Hi All,
how to apply a gaussain mask to an rgb image using opencl.
i want know how to apply a mask for 3 channels of an input rgb image.
Please help me.
Regards
R.Chandrakala
From the "Gaussian" name, it resembles a distribution graph which looks "more" in the middle but lesser on the "neighbours" and keep decreasing until 3nd - 5th far neighbours with an exponential rate. The shape of gaussian function can change filterin quality maybe.

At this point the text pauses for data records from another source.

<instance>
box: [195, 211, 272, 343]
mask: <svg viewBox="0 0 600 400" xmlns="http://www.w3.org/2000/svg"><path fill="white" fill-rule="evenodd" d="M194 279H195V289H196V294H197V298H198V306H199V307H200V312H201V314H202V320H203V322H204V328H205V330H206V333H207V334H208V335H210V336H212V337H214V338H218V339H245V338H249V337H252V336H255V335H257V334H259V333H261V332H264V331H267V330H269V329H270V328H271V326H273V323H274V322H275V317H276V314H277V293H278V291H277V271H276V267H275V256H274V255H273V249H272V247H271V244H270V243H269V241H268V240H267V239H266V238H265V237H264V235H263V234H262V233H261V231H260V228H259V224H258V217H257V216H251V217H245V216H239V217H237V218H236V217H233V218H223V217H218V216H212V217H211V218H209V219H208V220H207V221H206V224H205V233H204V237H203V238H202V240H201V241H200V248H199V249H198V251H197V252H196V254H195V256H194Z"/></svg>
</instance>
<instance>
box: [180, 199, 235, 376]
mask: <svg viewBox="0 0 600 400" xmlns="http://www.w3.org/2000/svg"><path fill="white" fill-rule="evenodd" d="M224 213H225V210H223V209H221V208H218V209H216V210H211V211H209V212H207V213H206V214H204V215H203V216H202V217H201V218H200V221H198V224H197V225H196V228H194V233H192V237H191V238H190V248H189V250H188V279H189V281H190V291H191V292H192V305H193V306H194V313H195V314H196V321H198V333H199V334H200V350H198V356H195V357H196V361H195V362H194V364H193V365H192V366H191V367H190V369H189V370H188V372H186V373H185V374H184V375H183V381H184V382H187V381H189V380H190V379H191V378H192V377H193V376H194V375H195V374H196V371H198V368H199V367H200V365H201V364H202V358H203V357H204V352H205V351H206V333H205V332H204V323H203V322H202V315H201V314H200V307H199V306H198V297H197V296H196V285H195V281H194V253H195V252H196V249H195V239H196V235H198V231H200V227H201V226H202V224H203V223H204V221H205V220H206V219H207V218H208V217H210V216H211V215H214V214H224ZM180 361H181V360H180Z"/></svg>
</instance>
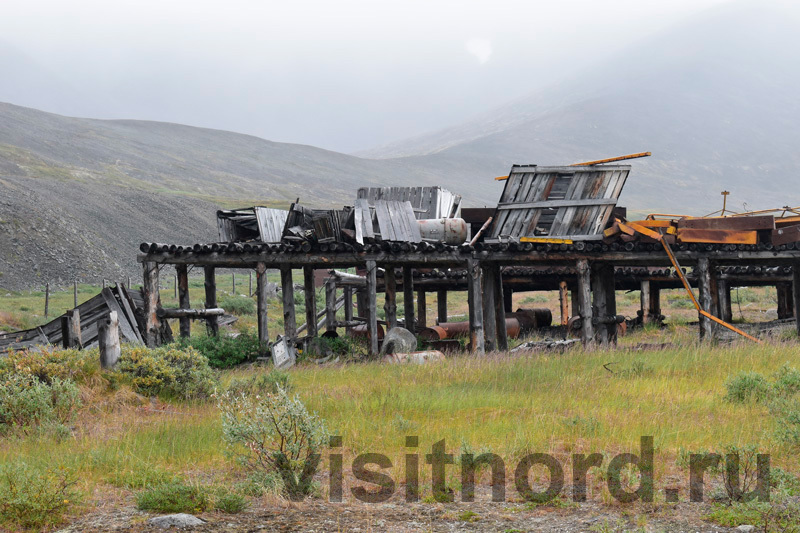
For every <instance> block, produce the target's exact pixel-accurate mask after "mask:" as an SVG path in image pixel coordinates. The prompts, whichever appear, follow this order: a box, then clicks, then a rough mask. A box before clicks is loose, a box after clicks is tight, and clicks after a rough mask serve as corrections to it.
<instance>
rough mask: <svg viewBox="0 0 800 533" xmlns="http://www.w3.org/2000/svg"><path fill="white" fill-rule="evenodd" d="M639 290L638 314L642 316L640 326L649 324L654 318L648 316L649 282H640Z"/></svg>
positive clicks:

If it were to be used as a "mask" then something like: (sum of all multiplied with their multipliers and summed. The sum is divided by total sum of multipliers)
0 0 0 0 2 3 2 0 0 0 0
0 0 0 2 3 5 3 2 0 0 0
0 0 2 3 5 7 5 3 2 0 0
0 2 3 5 7 8 7 5 3 2 0 --->just used arbitrary numbers, these should fit a function of Gaussian Distribution Gaussian filter - Wikipedia, the free encyclopedia
0 0 2 3 5 7 5 3 2 0 0
0 0 0 2 3 5 3 2 0 0 0
0 0 0 0 2 3 2 0 0 0 0
0 0 0 0 0 2 0 0 0 0 0
of course the multipliers should be between 0 and 1 with an exponential sense. If r,g,b are separately arrays, then it should be ok but if it is r,g,b,a,x,y,z,r,g,b,a,x,y,z, ,... in a single array, it could be a slower operation due to non-coalesced accesses.
And of course using a different array/image to write the results would be race-free.
For the example of upper scheme, I take sumNeighbours( r(i,j)*multiplier(i,j) ) then divide the result by sumMultipliers(multiplier(i,j)) then repeat that for g,b elements.
Maybe hardware is capable of this thing easily? Derivatives of r,g,b values through a patch can be more appropriate because the multipliers would not be constants anymore and fits more to the picture's singularities/jaggies.
Maybe Im totally wrong and this is handled by some FFT algorithm that takes all image into consideration in professional applications.